Guide to Starting AAC

The Learn AAC Guide is a comprehensive resource for individuals using symbol-based Augmentative and Alternative Communication (AAC). It contains essential elements to help users become successful communicators. Here’s a breakdown of the key sections:

Setting up for AAC:

  • Presume competence: Always presume competence and provide access to AAC without requiring prerequisite skills or age restrictions.
  • Choose a balanced AAC system: Choose a system that balances core words with quick access to fringe vocabulary and the alphabet.
  • Select a grid size: Base the grid size on the user’s visual and tactile capabilities, not cognitive skills or assumptions.
  • Individualize vocabulary and system: Customize the vocabulary and system settings to meet the user’s specific needs.
  • Make AAC always available: Ensure that AAC is accessible in all environments, with options like cases, straps, paper-based copies, and device readiness.
  • Get the team on board: Educate all team members about AAC and their role in AAC learning.
  • Plan for AAC throughout the day: Integrate AAC into daily routines, specifying when and how it can be used.

Starting communication:

  • Begin modeling: Point to words on the system during interactions, not just for requests.
  • Activity-specific vs. using balanced vocabulary: Focus on core words and fringe folders rather than creating activity-specific boards.
  • Look into communication functions: Plan and model words that serve communication functions and expand the user’s language capabilities.
  • Build Communication Partner skills: Teach communication partners to model words, prompt, respond, make comments, and accept all forms of communication.
  • Engage and interact: Choose engaging activities that motivate communication and provide opportunities for modeling.

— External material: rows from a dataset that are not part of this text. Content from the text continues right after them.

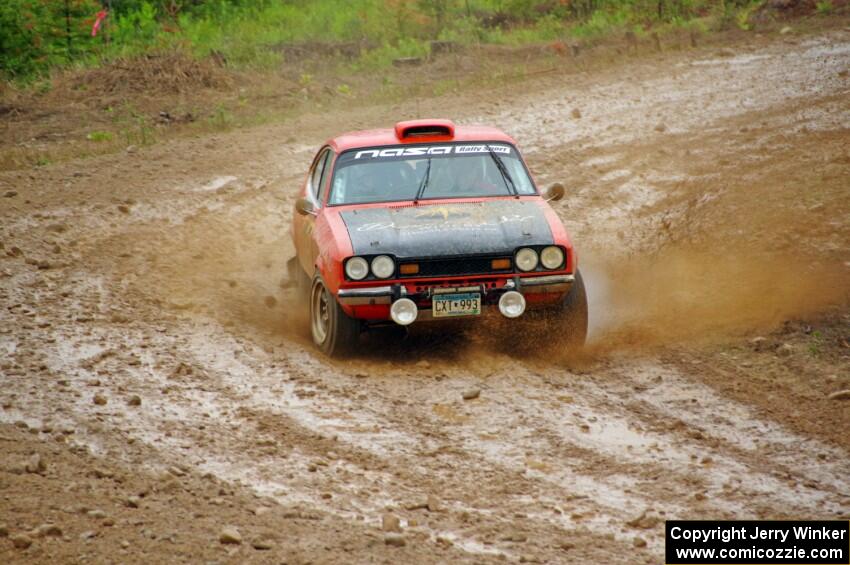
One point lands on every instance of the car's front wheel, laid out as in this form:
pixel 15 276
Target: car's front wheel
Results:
pixel 573 313
pixel 334 332
pixel 569 317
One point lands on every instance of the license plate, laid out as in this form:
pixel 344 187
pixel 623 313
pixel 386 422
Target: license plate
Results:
pixel 465 304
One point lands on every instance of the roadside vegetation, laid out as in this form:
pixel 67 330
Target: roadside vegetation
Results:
pixel 39 35
pixel 80 78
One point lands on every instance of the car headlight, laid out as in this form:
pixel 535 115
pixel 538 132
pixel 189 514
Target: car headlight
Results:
pixel 383 266
pixel 526 259
pixel 552 257
pixel 357 268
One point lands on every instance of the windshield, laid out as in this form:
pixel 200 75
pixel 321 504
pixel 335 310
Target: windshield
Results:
pixel 445 170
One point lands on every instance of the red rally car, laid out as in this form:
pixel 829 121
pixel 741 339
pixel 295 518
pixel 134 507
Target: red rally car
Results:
pixel 429 221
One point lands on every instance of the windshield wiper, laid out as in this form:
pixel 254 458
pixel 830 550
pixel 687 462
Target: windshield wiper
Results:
pixel 504 170
pixel 424 182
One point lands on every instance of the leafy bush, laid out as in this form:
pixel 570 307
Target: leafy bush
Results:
pixel 36 35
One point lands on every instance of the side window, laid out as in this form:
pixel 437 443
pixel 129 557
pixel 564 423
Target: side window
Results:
pixel 325 174
pixel 316 174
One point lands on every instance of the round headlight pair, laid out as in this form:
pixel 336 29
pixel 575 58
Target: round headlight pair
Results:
pixel 527 258
pixel 357 268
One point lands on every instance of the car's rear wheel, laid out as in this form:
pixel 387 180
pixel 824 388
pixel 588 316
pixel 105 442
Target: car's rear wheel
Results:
pixel 334 332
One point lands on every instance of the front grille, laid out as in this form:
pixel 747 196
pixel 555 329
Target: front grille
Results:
pixel 456 266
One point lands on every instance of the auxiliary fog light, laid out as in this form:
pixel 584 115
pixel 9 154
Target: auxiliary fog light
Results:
pixel 404 311
pixel 512 304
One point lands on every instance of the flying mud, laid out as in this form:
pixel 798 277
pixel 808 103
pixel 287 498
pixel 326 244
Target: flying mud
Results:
pixel 147 326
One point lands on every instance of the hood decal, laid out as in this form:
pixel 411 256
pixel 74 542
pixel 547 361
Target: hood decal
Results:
pixel 497 226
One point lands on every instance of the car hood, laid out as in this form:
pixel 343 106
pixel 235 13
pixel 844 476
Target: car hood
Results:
pixel 415 231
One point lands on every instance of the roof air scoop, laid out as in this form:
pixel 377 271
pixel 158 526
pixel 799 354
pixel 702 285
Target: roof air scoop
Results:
pixel 419 130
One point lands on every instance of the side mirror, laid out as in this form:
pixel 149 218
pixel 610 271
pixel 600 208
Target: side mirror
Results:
pixel 303 206
pixel 555 192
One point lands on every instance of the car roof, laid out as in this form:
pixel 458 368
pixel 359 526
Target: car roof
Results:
pixel 395 136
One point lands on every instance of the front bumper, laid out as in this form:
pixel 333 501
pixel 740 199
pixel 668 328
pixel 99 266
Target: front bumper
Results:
pixel 421 292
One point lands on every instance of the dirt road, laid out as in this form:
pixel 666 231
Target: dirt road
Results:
pixel 153 360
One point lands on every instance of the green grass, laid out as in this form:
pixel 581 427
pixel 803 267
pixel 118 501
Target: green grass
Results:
pixel 251 34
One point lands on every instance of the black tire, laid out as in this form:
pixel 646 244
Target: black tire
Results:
pixel 569 318
pixel 333 331
pixel 574 313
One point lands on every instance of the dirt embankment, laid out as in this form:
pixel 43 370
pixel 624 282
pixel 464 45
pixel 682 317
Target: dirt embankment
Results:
pixel 150 353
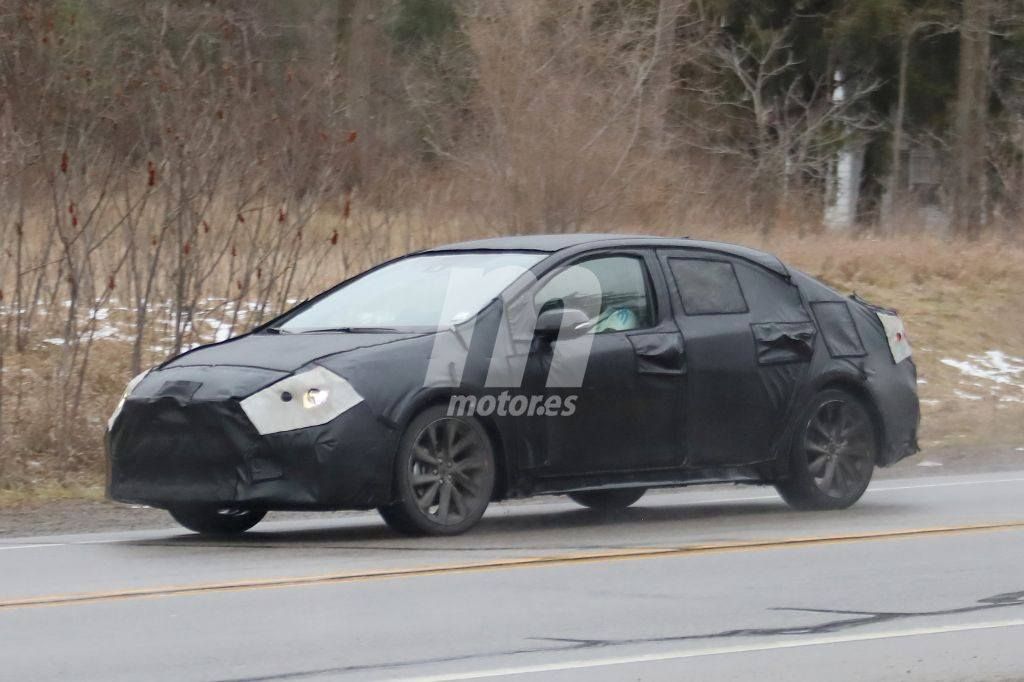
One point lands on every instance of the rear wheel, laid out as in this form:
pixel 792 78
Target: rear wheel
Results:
pixel 210 520
pixel 611 500
pixel 444 475
pixel 833 456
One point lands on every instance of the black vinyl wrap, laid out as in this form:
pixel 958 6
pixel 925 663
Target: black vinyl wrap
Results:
pixel 698 396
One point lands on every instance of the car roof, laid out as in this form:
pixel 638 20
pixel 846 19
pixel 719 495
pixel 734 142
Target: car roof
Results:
pixel 579 242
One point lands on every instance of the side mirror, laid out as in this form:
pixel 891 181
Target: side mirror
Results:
pixel 564 322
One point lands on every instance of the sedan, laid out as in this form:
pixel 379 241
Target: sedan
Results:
pixel 594 366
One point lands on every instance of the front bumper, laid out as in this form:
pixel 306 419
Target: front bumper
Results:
pixel 166 452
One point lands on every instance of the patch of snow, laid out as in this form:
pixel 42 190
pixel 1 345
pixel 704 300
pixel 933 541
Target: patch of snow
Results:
pixel 993 372
pixel 966 396
pixel 992 365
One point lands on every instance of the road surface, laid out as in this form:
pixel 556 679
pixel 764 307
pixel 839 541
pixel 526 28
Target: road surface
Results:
pixel 922 580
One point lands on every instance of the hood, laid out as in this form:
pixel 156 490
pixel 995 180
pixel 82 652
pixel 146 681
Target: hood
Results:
pixel 281 352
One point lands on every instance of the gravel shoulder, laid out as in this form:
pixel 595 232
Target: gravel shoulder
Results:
pixel 43 517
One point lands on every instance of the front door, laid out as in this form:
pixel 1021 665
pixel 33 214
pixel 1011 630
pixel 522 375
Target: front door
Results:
pixel 626 410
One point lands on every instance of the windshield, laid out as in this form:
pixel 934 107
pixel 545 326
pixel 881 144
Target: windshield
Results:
pixel 419 293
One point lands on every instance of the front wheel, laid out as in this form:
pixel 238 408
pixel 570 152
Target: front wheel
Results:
pixel 217 520
pixel 833 456
pixel 444 475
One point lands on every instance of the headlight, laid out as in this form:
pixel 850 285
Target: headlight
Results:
pixel 314 397
pixel 124 396
pixel 322 394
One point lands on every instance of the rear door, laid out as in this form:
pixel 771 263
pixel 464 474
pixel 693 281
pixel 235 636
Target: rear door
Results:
pixel 748 340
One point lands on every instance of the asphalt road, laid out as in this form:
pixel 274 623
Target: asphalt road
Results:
pixel 922 580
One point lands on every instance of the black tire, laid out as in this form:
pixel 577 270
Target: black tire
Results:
pixel 611 500
pixel 210 520
pixel 833 455
pixel 443 475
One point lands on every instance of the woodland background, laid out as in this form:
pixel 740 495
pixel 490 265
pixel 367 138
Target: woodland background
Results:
pixel 174 172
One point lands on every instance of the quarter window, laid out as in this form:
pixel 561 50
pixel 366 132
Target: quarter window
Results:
pixel 708 287
pixel 611 291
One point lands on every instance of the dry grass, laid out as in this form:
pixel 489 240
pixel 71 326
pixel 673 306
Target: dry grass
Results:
pixel 957 299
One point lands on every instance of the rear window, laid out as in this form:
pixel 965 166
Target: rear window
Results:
pixel 708 287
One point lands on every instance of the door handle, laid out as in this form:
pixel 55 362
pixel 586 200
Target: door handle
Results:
pixel 659 352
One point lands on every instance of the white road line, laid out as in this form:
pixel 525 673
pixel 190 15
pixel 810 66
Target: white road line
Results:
pixel 688 503
pixel 711 651
pixel 951 483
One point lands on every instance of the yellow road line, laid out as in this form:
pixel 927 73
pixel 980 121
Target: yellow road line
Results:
pixel 513 562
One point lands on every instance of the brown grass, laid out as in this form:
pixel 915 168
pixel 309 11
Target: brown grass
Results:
pixel 956 299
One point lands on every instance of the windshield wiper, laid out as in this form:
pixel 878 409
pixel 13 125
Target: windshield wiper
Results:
pixel 351 330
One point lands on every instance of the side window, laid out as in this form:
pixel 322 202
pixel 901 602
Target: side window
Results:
pixel 611 291
pixel 708 287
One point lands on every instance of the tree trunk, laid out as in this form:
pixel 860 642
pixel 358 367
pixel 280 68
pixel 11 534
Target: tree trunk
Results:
pixel 972 119
pixel 662 61
pixel 894 197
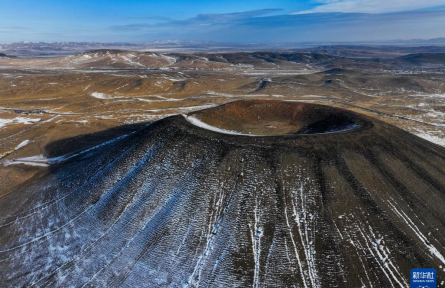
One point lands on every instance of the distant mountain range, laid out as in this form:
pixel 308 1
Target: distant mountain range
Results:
pixel 369 49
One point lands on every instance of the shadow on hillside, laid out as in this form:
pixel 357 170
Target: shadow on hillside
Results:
pixel 82 142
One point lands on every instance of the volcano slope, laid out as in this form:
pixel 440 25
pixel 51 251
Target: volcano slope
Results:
pixel 328 198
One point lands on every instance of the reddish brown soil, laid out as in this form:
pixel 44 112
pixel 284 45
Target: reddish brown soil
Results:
pixel 273 117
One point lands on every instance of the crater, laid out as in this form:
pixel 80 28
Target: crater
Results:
pixel 273 118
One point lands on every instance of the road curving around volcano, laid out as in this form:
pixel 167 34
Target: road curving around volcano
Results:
pixel 320 197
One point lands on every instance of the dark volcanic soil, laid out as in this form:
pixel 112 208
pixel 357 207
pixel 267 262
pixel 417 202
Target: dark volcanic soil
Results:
pixel 175 205
pixel 267 117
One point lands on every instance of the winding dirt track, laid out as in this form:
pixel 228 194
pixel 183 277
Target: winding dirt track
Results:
pixel 176 205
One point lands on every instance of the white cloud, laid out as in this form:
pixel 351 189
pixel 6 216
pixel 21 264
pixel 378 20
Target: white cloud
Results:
pixel 371 6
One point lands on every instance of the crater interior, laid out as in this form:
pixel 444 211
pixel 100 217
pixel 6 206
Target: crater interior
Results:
pixel 271 118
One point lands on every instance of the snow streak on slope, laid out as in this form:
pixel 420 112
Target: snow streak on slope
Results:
pixel 170 206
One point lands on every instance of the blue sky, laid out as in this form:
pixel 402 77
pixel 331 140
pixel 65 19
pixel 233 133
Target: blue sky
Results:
pixel 222 21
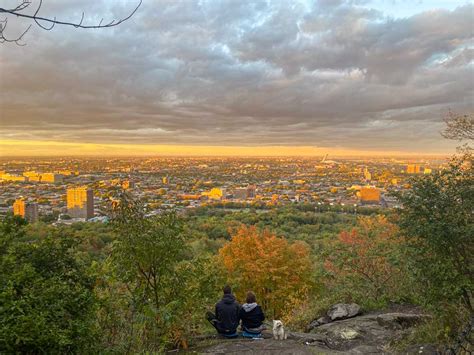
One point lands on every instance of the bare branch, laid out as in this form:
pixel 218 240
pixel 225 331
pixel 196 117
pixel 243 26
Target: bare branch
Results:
pixel 54 21
pixel 47 23
pixel 3 39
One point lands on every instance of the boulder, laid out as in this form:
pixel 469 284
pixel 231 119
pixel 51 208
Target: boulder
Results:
pixel 343 311
pixel 398 321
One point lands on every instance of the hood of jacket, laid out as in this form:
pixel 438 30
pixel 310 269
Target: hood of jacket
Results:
pixel 249 306
pixel 228 299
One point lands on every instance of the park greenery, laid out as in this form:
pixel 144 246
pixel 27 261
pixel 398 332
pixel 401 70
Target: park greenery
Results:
pixel 143 284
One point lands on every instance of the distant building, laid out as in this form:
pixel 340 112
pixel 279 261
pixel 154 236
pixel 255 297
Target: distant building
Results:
pixel 26 210
pixel 127 184
pixel 51 177
pixel 80 202
pixel 369 194
pixel 11 177
pixel 240 193
pixel 34 176
pixel 367 174
pixel 251 191
pixel 214 194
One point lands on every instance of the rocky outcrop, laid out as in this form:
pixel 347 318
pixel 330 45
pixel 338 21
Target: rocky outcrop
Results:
pixel 337 312
pixel 368 333
pixel 346 331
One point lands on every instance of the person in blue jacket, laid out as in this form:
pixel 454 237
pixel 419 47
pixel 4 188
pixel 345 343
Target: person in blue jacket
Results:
pixel 226 319
pixel 251 314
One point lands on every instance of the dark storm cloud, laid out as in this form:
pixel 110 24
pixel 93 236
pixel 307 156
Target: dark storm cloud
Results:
pixel 332 73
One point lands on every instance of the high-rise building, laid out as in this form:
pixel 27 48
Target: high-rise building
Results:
pixel 367 174
pixel 369 194
pixel 127 184
pixel 80 202
pixel 413 169
pixel 51 177
pixel 240 193
pixel 26 210
pixel 12 177
pixel 251 191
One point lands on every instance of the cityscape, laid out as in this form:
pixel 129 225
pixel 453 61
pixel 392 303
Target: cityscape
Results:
pixel 58 190
pixel 237 177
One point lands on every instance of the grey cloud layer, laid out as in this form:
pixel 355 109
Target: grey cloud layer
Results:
pixel 241 72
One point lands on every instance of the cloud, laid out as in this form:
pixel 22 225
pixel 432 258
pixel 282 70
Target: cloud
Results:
pixel 239 73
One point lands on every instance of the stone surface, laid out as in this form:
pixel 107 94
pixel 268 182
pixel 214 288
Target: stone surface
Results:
pixel 400 320
pixel 369 333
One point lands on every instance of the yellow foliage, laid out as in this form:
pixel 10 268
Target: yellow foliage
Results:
pixel 278 272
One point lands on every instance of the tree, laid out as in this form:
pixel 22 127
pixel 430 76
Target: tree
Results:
pixel 47 23
pixel 163 281
pixel 438 222
pixel 47 301
pixel 278 272
pixel 366 260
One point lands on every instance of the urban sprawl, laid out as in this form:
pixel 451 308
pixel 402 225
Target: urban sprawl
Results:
pixel 83 189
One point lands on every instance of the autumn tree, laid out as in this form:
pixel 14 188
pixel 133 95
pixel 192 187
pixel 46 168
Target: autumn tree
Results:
pixel 459 127
pixel 437 219
pixel 278 272
pixel 365 260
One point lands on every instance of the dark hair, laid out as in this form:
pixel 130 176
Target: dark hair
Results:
pixel 251 297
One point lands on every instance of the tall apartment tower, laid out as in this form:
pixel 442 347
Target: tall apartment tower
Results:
pixel 80 202
pixel 26 210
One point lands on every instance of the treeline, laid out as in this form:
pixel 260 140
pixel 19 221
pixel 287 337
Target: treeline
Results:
pixel 141 284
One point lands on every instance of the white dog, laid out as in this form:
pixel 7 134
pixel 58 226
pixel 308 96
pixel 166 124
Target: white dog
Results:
pixel 278 330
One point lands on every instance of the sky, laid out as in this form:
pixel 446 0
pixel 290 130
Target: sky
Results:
pixel 238 77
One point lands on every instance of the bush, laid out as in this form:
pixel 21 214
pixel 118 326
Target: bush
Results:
pixel 46 295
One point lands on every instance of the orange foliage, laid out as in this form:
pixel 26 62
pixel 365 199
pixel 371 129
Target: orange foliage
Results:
pixel 278 272
pixel 367 253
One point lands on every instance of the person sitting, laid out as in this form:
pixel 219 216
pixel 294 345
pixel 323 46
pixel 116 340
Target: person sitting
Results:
pixel 252 317
pixel 226 319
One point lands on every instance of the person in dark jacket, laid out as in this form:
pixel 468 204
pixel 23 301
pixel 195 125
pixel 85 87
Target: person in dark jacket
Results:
pixel 251 314
pixel 226 319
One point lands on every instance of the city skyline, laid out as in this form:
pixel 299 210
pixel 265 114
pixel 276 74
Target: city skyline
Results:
pixel 232 78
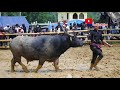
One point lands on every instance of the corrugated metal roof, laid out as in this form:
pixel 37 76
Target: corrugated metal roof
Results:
pixel 12 20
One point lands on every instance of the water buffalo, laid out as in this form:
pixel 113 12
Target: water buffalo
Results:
pixel 42 48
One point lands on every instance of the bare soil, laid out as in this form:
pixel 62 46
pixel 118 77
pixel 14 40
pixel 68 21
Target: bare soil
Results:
pixel 75 63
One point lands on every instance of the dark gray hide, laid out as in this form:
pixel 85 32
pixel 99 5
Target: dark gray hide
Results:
pixel 42 48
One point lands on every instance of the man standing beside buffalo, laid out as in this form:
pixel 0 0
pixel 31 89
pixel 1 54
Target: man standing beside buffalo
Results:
pixel 59 27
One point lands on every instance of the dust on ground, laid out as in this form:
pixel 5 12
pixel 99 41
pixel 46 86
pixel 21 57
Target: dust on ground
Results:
pixel 74 63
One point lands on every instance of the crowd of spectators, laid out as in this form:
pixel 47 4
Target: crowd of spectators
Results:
pixel 37 29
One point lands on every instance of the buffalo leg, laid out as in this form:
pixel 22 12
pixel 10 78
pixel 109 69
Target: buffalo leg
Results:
pixel 39 66
pixel 56 62
pixel 23 67
pixel 12 65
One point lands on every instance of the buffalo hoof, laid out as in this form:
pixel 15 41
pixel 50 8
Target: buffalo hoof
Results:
pixel 59 70
pixel 12 70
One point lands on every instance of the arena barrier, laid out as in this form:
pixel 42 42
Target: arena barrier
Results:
pixel 54 33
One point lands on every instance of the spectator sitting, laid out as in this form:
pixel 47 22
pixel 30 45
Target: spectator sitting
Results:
pixel 24 28
pixel 53 29
pixel 59 26
pixel 71 27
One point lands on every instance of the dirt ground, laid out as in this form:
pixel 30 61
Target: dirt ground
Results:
pixel 74 63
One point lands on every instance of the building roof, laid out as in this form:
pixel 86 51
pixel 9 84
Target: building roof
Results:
pixel 13 20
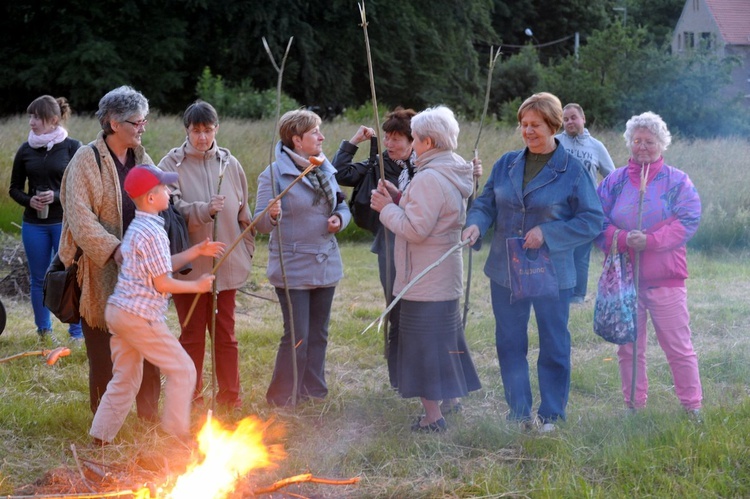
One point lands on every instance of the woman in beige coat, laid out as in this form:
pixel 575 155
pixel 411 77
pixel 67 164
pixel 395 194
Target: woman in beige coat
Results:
pixel 95 217
pixel 433 359
pixel 212 212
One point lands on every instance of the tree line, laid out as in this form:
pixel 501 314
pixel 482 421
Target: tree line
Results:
pixel 423 53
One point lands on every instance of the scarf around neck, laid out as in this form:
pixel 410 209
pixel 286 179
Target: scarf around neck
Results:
pixel 318 179
pixel 47 140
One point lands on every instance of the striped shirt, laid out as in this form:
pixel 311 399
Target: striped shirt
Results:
pixel 145 254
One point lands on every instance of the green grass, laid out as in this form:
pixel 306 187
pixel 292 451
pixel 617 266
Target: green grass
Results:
pixel 716 166
pixel 362 429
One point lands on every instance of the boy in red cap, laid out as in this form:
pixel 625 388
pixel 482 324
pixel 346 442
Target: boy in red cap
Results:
pixel 135 311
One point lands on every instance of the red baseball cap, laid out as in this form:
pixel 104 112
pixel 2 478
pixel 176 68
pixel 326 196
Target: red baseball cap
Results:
pixel 143 178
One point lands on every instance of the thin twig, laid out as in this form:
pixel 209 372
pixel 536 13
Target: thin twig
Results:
pixel 386 235
pixel 415 280
pixel 255 295
pixel 490 69
pixel 636 270
pixel 78 465
pixel 279 238
pixel 307 477
pixel 313 164
pixel 214 291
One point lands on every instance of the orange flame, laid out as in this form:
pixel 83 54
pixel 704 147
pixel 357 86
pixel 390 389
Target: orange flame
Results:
pixel 228 456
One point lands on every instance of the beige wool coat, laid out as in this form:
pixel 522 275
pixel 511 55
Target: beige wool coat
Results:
pixel 92 219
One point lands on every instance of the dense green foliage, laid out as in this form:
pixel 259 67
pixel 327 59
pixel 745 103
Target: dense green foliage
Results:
pixel 176 51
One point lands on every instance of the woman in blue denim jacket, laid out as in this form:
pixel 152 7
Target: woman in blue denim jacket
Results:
pixel 541 194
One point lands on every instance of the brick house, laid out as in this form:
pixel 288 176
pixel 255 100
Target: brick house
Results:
pixel 722 26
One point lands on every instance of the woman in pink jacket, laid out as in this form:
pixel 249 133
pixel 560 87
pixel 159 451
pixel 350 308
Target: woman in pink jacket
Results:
pixel 670 217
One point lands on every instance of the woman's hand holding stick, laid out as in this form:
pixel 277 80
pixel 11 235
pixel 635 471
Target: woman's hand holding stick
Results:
pixel 314 163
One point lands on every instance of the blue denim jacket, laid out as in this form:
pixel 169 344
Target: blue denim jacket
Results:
pixel 561 200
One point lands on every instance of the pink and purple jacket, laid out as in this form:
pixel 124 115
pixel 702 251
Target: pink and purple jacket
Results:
pixel 671 215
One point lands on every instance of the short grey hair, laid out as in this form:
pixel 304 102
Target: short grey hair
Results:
pixel 438 124
pixel 651 122
pixel 119 105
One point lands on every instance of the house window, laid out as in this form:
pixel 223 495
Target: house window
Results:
pixel 689 39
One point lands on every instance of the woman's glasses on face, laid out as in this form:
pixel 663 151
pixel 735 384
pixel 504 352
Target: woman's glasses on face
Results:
pixel 205 131
pixel 137 124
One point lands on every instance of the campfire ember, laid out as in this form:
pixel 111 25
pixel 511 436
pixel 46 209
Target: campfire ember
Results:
pixel 228 455
pixel 220 471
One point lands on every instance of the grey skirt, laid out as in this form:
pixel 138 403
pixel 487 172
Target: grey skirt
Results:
pixel 433 357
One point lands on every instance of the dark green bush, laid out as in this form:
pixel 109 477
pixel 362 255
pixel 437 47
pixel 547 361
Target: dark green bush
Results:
pixel 240 100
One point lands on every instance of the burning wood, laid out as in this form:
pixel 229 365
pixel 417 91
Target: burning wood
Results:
pixel 227 457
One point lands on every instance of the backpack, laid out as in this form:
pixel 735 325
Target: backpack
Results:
pixel 364 216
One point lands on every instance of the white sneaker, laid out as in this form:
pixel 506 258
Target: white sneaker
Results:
pixel 547 428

Building language and communication:

  • Learn about core word teaching strategies: Explore strategies for teaching core words, including planning based on activities or communication functions.
  • Teach Grammar: Consider teaching word combinations and grammar to AAC users ready for this step.
  • Incorporate comprehensive literacy instruction: Combine communication learning with literacy development, including sounds/letters, reading, spelling, and writing.
  • Develop practical ideas for building language: Build a resource of ideas and materials that promote language and communication development.
  • Review and reflect: Continuously review and monitor progress, reflect, make changes, try new approaches, and persist in AAC efforts.

Potential Roadblocks to success:

  • Give up too soon: Don’t give up too quickly; be persistent, plan for success, and celebrate achievements.
  • Lack of support in different environments: Ensure AAC is available in various settings, collaborate with teams, and provide evidence of its benefits.
  • Stuck at choice-making and requesting: Avoid limiting language to choices; model language for various communication functions.
  • Different AAC Systems in one environment: Provide teams with flexibility to switch between systems, as AAC users are often more adaptable than their environment.
  • AAC will stop a person learning to speak: Research shows that AAC can have positive effects on speech and language development and does not hinder the user’s ability to speak.
  • AAC users are required to prove themselves: Presume competence and avoid setting prerequisites before allowing access to a full balanced AAC system.

Note that every AAC user is unique, so flexibility is crucial at each phase of their journey.